The number of COVID-19 patients in the hospital who’ve been placed on ventilators has more than tripled in the last eight weeks. The University of Arkansas for Medical Sciences has had to reestablish its surge plan and open up beds for patients with COVID-19.
“We are now going in the wrong direction yet again with COVID-19 infections here in the state of Arkansas,” UAMS chancellor Dr. Cam Patterson said.
With the upcoming July 4 holiday and students preparing to return to the classroom in the fall, Patterson said there’s concern the trend of increased cases could continue.
“And if it does, it would appear that we may be in the beginning of the third surge of COVID-19 here in the state of Arkansas,” he said.
During the governor’s weekly media briefing Tuesday, Dr. Patterson said a contributing factor to the substantial increase in cases is the Delta variant, which was initially detected in India. The first case of the Delta variant in Arkansas was identified May 1 and at present, more than 25 percent of the genomic isolates in the state are the Delta variant. Patterson expects the variant will account for more than half of the cases in Arkansas in the next week or two.
The danger with this mutation is it’s more easily transmissible and is causing more severe disease. Patients are trending sicker and younger. For example, Patterson said there have been patients in their 20s who’ve required heart-lung bypass to manage their infections.
“This is not losing your sense of smell and a bad case of flu. This is immediately coming into the hospital and being put on a ventilator,” he said.
Officials are urging vaccination as one of the best ways of combating the spread of the Delta variant. There are nearly 3,400 active cases in the state, according to the Arkansas Department of Health, and 90.5 percent of those Arkansans are not fully immunized.
Since Jan. 26, 3,765 Arkansans have been hospitalized and 98.3 percent were not immunized. Of the 988 virus-related deaths since Jan. 26, 99.6 percent were not immunized.
“Statistics and science tell the story as to what needs to be done,” Hutchinson said. “And that means that we need to continue to push vaccination because that’s the safest and quickest way out of this.”
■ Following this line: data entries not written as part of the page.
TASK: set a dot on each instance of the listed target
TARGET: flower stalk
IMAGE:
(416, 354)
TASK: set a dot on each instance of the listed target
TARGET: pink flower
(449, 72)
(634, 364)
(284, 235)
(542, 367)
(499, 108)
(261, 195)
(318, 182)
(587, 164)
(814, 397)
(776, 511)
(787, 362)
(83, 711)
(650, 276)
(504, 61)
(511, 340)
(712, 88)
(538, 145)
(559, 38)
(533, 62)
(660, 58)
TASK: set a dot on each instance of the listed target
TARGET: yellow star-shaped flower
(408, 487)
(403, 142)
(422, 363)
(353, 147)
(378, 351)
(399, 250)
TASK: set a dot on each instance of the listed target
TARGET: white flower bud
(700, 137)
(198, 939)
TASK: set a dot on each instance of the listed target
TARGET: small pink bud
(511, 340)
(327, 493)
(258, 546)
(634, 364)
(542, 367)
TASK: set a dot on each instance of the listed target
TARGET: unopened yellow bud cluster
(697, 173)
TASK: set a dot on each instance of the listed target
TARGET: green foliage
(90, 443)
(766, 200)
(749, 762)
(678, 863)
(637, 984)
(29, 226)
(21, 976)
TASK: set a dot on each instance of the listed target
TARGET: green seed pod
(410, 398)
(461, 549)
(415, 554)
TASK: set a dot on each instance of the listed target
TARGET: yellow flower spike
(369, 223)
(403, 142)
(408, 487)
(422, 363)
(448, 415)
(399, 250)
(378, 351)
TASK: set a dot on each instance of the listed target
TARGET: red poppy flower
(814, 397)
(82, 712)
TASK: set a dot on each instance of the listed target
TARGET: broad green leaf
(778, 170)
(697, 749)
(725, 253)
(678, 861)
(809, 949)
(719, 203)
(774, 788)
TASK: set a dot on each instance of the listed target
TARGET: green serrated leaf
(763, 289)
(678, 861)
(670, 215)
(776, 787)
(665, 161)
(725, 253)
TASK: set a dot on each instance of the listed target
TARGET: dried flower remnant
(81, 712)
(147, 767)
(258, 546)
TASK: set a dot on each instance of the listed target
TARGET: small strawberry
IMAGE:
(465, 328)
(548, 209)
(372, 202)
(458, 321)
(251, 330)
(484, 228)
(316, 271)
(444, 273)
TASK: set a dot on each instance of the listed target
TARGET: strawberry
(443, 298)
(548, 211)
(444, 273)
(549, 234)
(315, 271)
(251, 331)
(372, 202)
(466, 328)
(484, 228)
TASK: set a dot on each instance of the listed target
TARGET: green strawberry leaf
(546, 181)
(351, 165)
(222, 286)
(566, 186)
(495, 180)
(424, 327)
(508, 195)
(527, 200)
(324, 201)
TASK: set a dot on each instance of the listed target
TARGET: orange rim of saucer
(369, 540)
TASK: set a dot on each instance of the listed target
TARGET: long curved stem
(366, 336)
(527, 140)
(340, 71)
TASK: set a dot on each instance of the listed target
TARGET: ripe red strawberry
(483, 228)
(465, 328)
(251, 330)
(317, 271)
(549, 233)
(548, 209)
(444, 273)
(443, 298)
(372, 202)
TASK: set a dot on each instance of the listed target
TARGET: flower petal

Thirty-nine percent of the state’s entire population is vaccinated; 52.4 percent of Arkansans age 18 and older have received at least one dose of the vaccine. Bradley County has the highest vaccination rate at nearly 49 percent. In the five counties with the state’s lowest vaccination rates — Calhoun, Lafayette, Lincoln, Fulton and Miller — less than 28 percent of their populations have been immunized.
Miller County in southwest Arkansas has the lowest vaccination rate at 18.56 percent, but Gov. Hutchinson noted that could be because people in that region have traveled to Texas for their shots. Arkansas officials are working with Texas health officials to get that data in order to get a more accurate representation of vaccinations in that county.
To boost vaccinations, the governor announced May 26 that Arkansans who got immunized could use their vaccination card to redeem a scratch-off ticket from the Arkansas Scholarship Lottery or a gift certificate from the Arkansas Game and Fish Commission. A month into the program, Hutchinson said it’s not been effective in greatly incentivizing people and it won’t be something the state continues once the current commitments are fulfilled.
“I don’t think there’s anything more the government can do except to be honest with everyone and that they see the reality, and reality is the best incentive,” Hutchinson said.
Information about how to schedule a vaccination appointment near you is available on the Arkansas Department of Health’s website.